MODIS reflectance desertification analysis in Spain using Jupyter Notebook on Creodias

Introduction

This article shows how to analyze vegetation and moisture stress in Andalusia, Spain, by using MODIS reflectance data in a Jupyter Notebook on Creodias. The example uses the MODIS MCD43A4 Nadir BRDF-Adjusted Reflectance product for 2022, a year marked by severe drought conditions in parts of southern Europe.

The workflow searches the Copernicus Data Space STAC catalogue, filters the result to the MODIS tile covering Andalusia, downloads the selected HDF4 files from S3, and computes several spectral indices. The final outputs include an animated visual comparison and time-series charts showing the seasonal evolution of vegetation greenness and moisture stress.

The area of interest is defined with the local GeoPackage file andalusia.gpkg.

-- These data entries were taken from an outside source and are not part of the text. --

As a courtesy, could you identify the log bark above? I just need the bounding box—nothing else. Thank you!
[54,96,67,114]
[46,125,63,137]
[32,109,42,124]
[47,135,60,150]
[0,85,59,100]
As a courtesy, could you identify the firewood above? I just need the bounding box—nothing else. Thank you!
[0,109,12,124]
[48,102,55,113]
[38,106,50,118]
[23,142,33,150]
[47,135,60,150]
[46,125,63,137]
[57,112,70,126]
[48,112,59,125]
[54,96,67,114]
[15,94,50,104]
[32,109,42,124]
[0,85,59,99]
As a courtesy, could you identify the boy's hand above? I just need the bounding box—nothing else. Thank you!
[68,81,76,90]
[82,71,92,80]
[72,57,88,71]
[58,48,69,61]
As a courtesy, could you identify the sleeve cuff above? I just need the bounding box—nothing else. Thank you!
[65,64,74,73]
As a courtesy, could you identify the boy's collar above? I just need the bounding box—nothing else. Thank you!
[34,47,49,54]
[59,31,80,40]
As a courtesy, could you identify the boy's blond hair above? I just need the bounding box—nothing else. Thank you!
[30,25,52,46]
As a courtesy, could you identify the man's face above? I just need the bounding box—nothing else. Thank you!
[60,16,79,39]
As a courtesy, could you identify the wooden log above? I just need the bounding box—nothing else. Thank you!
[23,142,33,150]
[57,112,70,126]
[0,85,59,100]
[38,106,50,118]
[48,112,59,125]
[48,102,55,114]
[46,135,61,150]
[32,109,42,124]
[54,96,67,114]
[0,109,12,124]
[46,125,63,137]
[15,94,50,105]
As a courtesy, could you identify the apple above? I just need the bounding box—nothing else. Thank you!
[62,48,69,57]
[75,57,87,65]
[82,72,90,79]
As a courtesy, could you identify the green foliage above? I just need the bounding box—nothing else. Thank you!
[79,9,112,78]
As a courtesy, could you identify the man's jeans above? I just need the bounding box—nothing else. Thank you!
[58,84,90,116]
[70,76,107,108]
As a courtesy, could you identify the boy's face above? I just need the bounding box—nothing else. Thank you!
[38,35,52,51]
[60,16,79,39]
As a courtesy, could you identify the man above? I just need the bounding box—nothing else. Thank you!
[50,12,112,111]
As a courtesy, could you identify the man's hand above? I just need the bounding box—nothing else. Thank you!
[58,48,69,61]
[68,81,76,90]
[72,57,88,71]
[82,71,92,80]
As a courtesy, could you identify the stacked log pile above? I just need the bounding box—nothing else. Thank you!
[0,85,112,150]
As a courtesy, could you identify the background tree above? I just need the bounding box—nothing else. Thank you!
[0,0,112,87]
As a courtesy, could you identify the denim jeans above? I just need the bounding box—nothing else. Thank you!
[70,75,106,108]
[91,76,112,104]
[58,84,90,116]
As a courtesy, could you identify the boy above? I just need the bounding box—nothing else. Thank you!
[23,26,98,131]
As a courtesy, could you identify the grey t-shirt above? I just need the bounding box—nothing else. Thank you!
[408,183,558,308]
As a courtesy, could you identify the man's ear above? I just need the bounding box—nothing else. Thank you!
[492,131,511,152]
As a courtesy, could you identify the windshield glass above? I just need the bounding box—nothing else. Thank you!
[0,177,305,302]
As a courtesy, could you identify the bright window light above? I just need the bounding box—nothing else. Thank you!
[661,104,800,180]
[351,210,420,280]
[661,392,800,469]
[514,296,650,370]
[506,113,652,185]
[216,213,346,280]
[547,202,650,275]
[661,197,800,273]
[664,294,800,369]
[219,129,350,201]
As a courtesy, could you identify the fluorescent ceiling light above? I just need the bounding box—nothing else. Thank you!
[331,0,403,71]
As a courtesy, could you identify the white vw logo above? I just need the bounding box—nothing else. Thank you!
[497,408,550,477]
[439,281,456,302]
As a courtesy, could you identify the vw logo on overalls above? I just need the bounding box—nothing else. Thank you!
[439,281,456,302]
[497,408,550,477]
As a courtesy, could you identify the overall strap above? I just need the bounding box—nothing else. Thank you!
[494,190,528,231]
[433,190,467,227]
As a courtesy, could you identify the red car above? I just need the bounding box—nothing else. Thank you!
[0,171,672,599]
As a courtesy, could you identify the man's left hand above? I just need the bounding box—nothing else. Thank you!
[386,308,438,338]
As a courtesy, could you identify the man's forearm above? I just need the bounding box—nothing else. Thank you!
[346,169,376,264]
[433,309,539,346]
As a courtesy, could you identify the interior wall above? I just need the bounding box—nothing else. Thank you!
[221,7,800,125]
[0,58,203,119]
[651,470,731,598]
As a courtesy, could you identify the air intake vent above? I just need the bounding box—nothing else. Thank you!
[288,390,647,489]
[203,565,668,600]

The same polygon is used to derive the STAC search bounding box and to mask pixels outside Andalusia during processing.

Overview

The notebook processes the MODIS MCD43A4 product, which provides daily 500 m Nadir BRDF-Adjusted Reflectance. The analysis uses selected spectral bands to compute vegetation and water-related indices.

The main indices are:

Index

Purpose

NDVI

Vegetation greenness and photosynthetic activity.

EVI

Enhanced vegetation signal, less sensitive to

some atmospheric and canopy effects.

NDWI

Vegetation moisture and water stress.

The workflow focuses on MODIS tile h17v05, which covers Andalusia.

What you will do

In this article, you will:

prepare a Python environment inside a Jupyter Notebook,
load the Andalusia area of interest from andalusia.gpkg,
search the STAC catalogue for MODIS MCD43A4 reflectance products,
select scenes distributed across the year 2022,
download HDF4 files from S3 into a local cache,
read selected MODIS reflectance bands,
compute NDVI, EVI, and NDWI,
create a three-panel animated GIF,
plot spectral index anomalies and monthly seasonal profiles.

Prerequisites

Before starting, make sure that the following requirements are met.

No. 1 Hosting

You need a Creodias hosting account with access to the Horizon interface:

https://horizon.cloudferro.com/auth/login/?next=/

No. 2 Installing Jupyter Notebook

The code in this article runs in Jupyter Notebook. You can install it on your platform of choice by following the official Jupyter Notebook installation page.

One possible way to run Jupyter Notebook is to install it on a Kubernetes cluster. This is not required for completing this article, but the following article may be useful if you choose that setup:

Installing JupyterHub on Magnum Kubernetes Cluster in Creodias

No. 3 Access to EODATA through S3

The notebook searches the STAC catalogue and downloads selected MODIS files from S3 into a local cache. Make sure that you have valid S3 credentials and that your environment can access the EODATA S3 endpoint.

The S3 access articles are the most important for this workflow. The catalogue article supports the discovery step, where the notebook queries the catalogue before the selected HDF4 files are downloaded and processed locally.

Depending on how your environment is configured, you may need one of the following articles:

No. 4 Notebook and support files

This article is accompanied by a ready-to-run Jupyter Notebook and the GeoPackage file used to define the area of interest.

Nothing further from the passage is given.